Needing to practice what I preach, I followed up on my sermon last Sunday (Matthew 6:5-8) with an examination of my personal prayer time. “Do you pray more fervently in public than in private?” I’d asked in that sermon.

Well, the Spirit stirred me to spend an extended time in prayer yesterday, for over an hour. I prayed for my soul, my family, my fellow leaders at church, and the members and friends of the church, and beyond. I was able to pray aloud (in my private study), and thus more carefully weigh my words — and the fervency of my heart — as I gave voice to my petitions. The time passed all too quickly.
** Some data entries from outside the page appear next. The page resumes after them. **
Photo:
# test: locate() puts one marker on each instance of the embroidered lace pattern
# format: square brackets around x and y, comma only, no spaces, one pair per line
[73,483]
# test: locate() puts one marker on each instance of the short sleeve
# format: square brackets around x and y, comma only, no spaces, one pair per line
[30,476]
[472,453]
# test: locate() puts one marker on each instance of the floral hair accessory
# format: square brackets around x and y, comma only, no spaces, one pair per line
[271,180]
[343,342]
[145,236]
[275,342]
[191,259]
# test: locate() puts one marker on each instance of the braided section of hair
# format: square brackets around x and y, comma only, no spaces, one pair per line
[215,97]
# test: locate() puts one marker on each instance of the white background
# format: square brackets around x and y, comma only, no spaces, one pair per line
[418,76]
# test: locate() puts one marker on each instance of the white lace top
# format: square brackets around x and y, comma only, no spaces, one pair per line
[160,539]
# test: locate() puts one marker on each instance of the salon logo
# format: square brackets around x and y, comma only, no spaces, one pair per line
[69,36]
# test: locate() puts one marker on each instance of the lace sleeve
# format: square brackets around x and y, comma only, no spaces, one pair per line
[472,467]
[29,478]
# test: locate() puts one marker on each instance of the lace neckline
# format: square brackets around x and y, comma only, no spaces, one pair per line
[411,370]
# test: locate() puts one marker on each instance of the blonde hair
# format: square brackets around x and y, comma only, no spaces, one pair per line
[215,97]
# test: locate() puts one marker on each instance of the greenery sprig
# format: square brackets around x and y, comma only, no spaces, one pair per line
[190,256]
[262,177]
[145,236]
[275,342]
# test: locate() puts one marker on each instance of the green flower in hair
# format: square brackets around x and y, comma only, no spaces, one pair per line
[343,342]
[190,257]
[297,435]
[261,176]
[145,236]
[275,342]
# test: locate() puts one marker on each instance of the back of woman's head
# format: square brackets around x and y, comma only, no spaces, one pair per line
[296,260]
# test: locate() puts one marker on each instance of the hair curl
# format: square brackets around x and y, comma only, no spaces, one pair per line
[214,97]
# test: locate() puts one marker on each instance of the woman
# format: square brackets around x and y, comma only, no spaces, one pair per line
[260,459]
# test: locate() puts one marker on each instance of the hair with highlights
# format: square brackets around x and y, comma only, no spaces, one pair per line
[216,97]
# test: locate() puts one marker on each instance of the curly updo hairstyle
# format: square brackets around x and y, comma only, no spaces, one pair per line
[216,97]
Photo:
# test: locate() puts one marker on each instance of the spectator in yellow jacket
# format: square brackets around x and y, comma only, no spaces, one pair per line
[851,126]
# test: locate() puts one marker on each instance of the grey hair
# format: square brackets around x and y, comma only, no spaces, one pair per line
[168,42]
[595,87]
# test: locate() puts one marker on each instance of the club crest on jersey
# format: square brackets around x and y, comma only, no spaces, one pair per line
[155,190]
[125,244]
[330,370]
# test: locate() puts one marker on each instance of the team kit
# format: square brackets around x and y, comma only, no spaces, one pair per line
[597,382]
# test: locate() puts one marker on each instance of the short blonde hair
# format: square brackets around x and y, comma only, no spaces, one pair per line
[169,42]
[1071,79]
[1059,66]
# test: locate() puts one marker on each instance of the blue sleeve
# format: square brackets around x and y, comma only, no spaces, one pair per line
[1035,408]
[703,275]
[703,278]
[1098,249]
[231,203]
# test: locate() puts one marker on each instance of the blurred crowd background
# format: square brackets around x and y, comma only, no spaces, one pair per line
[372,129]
When was your last extended season of personal prayer? An brother from a previous generation raised these petitions to the Lord:

Grant us always to know that to walk with Jesus makes other interests a shadow and a dream. Keep us from intermittent attention to eternal things; Save us from the delusion of those who fail to go far in religion….

Amen. pdb

Praying some Proverbs…

In my devotional reading this week, I have read some chapters of Proverbs. I have been looking forward to it each day, as I hunger and thirst for more wisdom from above. As I read Proverbs 15:8 I found a call to prayer:

The sacrifice of the wicked is an abomination to the LORD, but the prayer of the upright is acceptable to him.

When I read Proverbs 16:3, I noted another call to pray:

Commit your work to the LORD, and your plans will be established.

I was immediately stopped in my tracks, summoned by the Spirit to pray. It is not enough to read seeking truth and help in God’s Word, but we must ever ASK for these things from our Father in heaven! And, yes, the remainder of my reading time was blessed as I PRAYERFULLY read other timely truths I hungered after…

The heart of the wise makes his speech judicious and adds persuasiveness to his lips. (16:23)

Make sure to interweave your reading of the Word with prayer — and your prayers with the very Words of Scripture!